The other shift that reluctantly crept into my life was a need for other mothers on the trail. I am beyond grateful to have built such strong relationships with other adventure loving moms in the baby years. As the boys have gotten older and more independent themselves, I have needed to rely on my tribe with all forms of parenting: shared snacks and clothes, shared eyes in treacherous situations, keeping a toddler motivated, shared experiences in motherhood that would seem insane to talk to any other grown up about, and even shared yelling in an effort to keep our little ones safe. We are all much more chaotic on the trail now, following toddler pace and path, and feeling like a nuisance in nature has been a big ego hit. RM’s independence has come at the cost of mine. I am now fully reliant on these women that I adore, and I share in the responsibility of their kids as well. My tribe has morphed into a village without me even noticing and I discovered that it does truly does take a village.

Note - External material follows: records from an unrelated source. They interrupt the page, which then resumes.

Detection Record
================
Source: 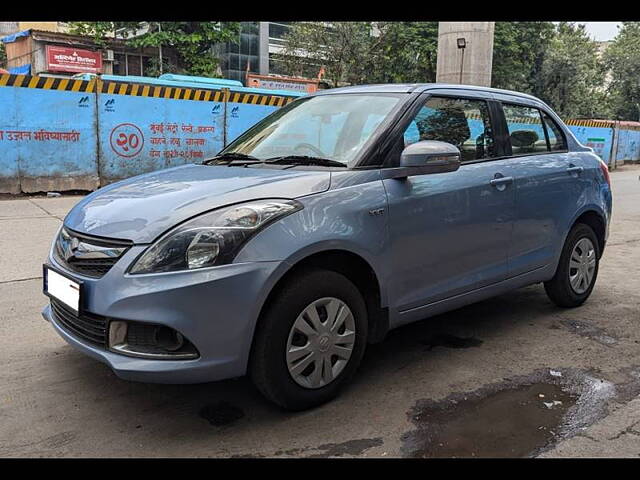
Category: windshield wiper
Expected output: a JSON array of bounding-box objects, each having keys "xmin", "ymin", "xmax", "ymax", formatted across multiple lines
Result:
[
  {"xmin": 204, "ymin": 153, "xmax": 347, "ymax": 168},
  {"xmin": 202, "ymin": 152, "xmax": 261, "ymax": 165},
  {"xmin": 263, "ymin": 155, "xmax": 347, "ymax": 168}
]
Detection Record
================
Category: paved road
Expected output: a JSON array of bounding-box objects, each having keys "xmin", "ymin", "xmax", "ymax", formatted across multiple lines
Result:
[{"xmin": 0, "ymin": 166, "xmax": 639, "ymax": 458}]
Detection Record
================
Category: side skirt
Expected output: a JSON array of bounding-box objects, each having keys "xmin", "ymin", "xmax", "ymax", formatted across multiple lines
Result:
[{"xmin": 390, "ymin": 264, "xmax": 554, "ymax": 330}]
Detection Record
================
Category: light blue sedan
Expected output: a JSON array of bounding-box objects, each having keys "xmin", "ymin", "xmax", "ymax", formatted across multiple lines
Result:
[{"xmin": 43, "ymin": 83, "xmax": 612, "ymax": 410}]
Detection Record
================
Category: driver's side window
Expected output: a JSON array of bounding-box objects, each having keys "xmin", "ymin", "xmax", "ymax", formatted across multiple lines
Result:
[{"xmin": 403, "ymin": 97, "xmax": 496, "ymax": 163}]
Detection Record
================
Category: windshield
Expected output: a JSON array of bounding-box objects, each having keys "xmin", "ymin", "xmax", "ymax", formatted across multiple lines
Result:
[{"xmin": 220, "ymin": 93, "xmax": 404, "ymax": 166}]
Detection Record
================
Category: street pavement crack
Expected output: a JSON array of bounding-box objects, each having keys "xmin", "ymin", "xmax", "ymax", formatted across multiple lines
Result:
[
  {"xmin": 0, "ymin": 276, "xmax": 42, "ymax": 285},
  {"xmin": 575, "ymin": 432, "xmax": 600, "ymax": 443},
  {"xmin": 607, "ymin": 420, "xmax": 640, "ymax": 441},
  {"xmin": 26, "ymin": 198, "xmax": 63, "ymax": 222},
  {"xmin": 27, "ymin": 198, "xmax": 54, "ymax": 216},
  {"xmin": 608, "ymin": 238, "xmax": 640, "ymax": 247}
]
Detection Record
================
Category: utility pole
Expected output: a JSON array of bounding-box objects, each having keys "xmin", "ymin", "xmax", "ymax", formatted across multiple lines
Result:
[
  {"xmin": 457, "ymin": 37, "xmax": 466, "ymax": 84},
  {"xmin": 158, "ymin": 23, "xmax": 163, "ymax": 75}
]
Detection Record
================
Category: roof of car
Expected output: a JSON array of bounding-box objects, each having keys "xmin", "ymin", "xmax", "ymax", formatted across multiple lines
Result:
[{"xmin": 317, "ymin": 83, "xmax": 541, "ymax": 102}]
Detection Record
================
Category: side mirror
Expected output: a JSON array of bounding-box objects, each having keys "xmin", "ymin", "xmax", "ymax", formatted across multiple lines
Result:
[{"xmin": 386, "ymin": 140, "xmax": 461, "ymax": 179}]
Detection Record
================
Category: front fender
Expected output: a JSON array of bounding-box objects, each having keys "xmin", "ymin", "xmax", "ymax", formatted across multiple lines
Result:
[{"xmin": 235, "ymin": 170, "xmax": 390, "ymax": 305}]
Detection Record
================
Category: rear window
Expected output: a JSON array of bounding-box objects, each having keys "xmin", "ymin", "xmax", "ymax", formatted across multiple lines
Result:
[
  {"xmin": 503, "ymin": 103, "xmax": 567, "ymax": 155},
  {"xmin": 542, "ymin": 112, "xmax": 567, "ymax": 151},
  {"xmin": 503, "ymin": 104, "xmax": 548, "ymax": 155}
]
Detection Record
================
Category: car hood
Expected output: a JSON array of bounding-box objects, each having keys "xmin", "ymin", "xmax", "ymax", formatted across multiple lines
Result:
[{"xmin": 64, "ymin": 164, "xmax": 331, "ymax": 243}]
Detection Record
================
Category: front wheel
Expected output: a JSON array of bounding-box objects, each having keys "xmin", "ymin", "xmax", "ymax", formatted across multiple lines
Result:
[
  {"xmin": 249, "ymin": 269, "xmax": 368, "ymax": 411},
  {"xmin": 544, "ymin": 223, "xmax": 600, "ymax": 308}
]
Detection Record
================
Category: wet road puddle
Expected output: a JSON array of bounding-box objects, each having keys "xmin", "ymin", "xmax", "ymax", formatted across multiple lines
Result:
[
  {"xmin": 558, "ymin": 319, "xmax": 617, "ymax": 346},
  {"xmin": 403, "ymin": 382, "xmax": 577, "ymax": 458}
]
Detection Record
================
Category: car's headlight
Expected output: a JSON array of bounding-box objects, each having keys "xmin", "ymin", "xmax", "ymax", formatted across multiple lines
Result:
[{"xmin": 129, "ymin": 199, "xmax": 302, "ymax": 274}]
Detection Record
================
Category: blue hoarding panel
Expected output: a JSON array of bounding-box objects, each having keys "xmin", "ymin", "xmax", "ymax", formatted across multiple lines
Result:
[
  {"xmin": 567, "ymin": 125, "xmax": 613, "ymax": 164},
  {"xmin": 0, "ymin": 86, "xmax": 20, "ymax": 193},
  {"xmin": 629, "ymin": 131, "xmax": 640, "ymax": 161},
  {"xmin": 0, "ymin": 81, "xmax": 99, "ymax": 193},
  {"xmin": 96, "ymin": 91, "xmax": 225, "ymax": 183},
  {"xmin": 614, "ymin": 128, "xmax": 640, "ymax": 162},
  {"xmin": 617, "ymin": 129, "xmax": 628, "ymax": 162}
]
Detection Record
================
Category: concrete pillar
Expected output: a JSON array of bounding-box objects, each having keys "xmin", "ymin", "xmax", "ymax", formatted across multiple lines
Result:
[
  {"xmin": 436, "ymin": 22, "xmax": 494, "ymax": 87},
  {"xmin": 258, "ymin": 22, "xmax": 270, "ymax": 75}
]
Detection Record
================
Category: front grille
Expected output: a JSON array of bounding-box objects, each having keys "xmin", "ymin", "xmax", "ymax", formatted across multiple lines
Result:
[
  {"xmin": 50, "ymin": 299, "xmax": 108, "ymax": 347},
  {"xmin": 54, "ymin": 228, "xmax": 131, "ymax": 279},
  {"xmin": 59, "ymin": 257, "xmax": 116, "ymax": 277}
]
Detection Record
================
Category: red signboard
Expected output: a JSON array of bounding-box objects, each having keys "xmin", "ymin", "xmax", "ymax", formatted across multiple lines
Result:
[{"xmin": 46, "ymin": 45, "xmax": 103, "ymax": 74}]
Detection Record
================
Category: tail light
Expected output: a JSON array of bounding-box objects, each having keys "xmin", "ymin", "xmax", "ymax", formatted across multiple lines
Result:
[{"xmin": 599, "ymin": 160, "xmax": 611, "ymax": 187}]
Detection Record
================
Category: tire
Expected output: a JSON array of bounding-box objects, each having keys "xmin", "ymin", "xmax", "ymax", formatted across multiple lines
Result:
[
  {"xmin": 544, "ymin": 223, "xmax": 600, "ymax": 308},
  {"xmin": 249, "ymin": 269, "xmax": 368, "ymax": 411}
]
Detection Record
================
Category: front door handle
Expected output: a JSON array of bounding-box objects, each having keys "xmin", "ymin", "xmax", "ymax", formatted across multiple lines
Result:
[
  {"xmin": 567, "ymin": 166, "xmax": 584, "ymax": 175},
  {"xmin": 490, "ymin": 176, "xmax": 514, "ymax": 187}
]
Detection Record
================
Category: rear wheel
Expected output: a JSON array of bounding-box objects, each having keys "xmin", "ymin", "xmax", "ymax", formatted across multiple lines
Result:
[
  {"xmin": 250, "ymin": 269, "xmax": 368, "ymax": 410},
  {"xmin": 544, "ymin": 223, "xmax": 600, "ymax": 308}
]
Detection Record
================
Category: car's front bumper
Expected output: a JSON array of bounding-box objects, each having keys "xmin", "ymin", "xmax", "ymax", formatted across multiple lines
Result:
[{"xmin": 44, "ymin": 246, "xmax": 284, "ymax": 384}]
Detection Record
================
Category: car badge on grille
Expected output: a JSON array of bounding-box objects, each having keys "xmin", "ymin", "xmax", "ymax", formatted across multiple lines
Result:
[
  {"xmin": 65, "ymin": 237, "xmax": 80, "ymax": 261},
  {"xmin": 58, "ymin": 229, "xmax": 127, "ymax": 263}
]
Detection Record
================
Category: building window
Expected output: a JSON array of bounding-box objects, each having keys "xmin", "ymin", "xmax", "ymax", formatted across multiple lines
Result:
[
  {"xmin": 268, "ymin": 22, "xmax": 291, "ymax": 47},
  {"xmin": 216, "ymin": 22, "xmax": 260, "ymax": 82},
  {"xmin": 113, "ymin": 54, "xmax": 126, "ymax": 75},
  {"xmin": 112, "ymin": 53, "xmax": 156, "ymax": 77}
]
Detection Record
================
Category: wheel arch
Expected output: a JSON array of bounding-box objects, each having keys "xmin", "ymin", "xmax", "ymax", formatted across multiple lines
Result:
[
  {"xmin": 252, "ymin": 248, "xmax": 389, "ymax": 354},
  {"xmin": 568, "ymin": 208, "xmax": 607, "ymax": 258}
]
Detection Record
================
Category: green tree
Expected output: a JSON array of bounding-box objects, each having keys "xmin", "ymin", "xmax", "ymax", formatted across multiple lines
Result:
[
  {"xmin": 603, "ymin": 22, "xmax": 640, "ymax": 120},
  {"xmin": 127, "ymin": 22, "xmax": 239, "ymax": 77},
  {"xmin": 279, "ymin": 21, "xmax": 610, "ymax": 120},
  {"xmin": 373, "ymin": 22, "xmax": 439, "ymax": 83},
  {"xmin": 0, "ymin": 41, "xmax": 6, "ymax": 69},
  {"xmin": 535, "ymin": 22, "xmax": 605, "ymax": 118},
  {"xmin": 69, "ymin": 21, "xmax": 239, "ymax": 77},
  {"xmin": 280, "ymin": 22, "xmax": 558, "ymax": 89},
  {"xmin": 277, "ymin": 22, "xmax": 439, "ymax": 86},
  {"xmin": 276, "ymin": 22, "xmax": 381, "ymax": 87},
  {"xmin": 492, "ymin": 22, "xmax": 555, "ymax": 94},
  {"xmin": 69, "ymin": 21, "xmax": 140, "ymax": 47}
]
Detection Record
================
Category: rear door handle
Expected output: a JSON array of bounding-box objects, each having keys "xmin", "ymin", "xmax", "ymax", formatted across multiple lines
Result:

While it is a continuous struggle for me mentally, I keep pushing myself to get outside with my boys at least once a week. In the winter months I even try to host a hike once a week as a personal checkpoint to force myself outdoors. It is hard. Hard to get two boys dressed, and then myself, and keep everybody warm for equal amounts of time. Some days one wants to come in after five minutes on the same day the other could stay out all day, some days we find a nice balance. Some days I freeze until the point it takes my feet an hour to thaw after we go inside because I am unwilling to end their fun. Days that are bitter, days that are perfect, days full of tears, days full of snacks, mud, snow, puddles, ice, heat, stickiness. You name it, we are living through it. It is hard, but it is always worth it. Everyone ends those days outside in a better mood than we started.
I push our limits because a connection and appreciation for nature is important for me to instill in my boys. I want to push their curiosities of the world around them, and I want to encourage their independence. There are also the days that I do it just because I know their yelling doesn’t seem so loud outside. So we continue to play and grow together.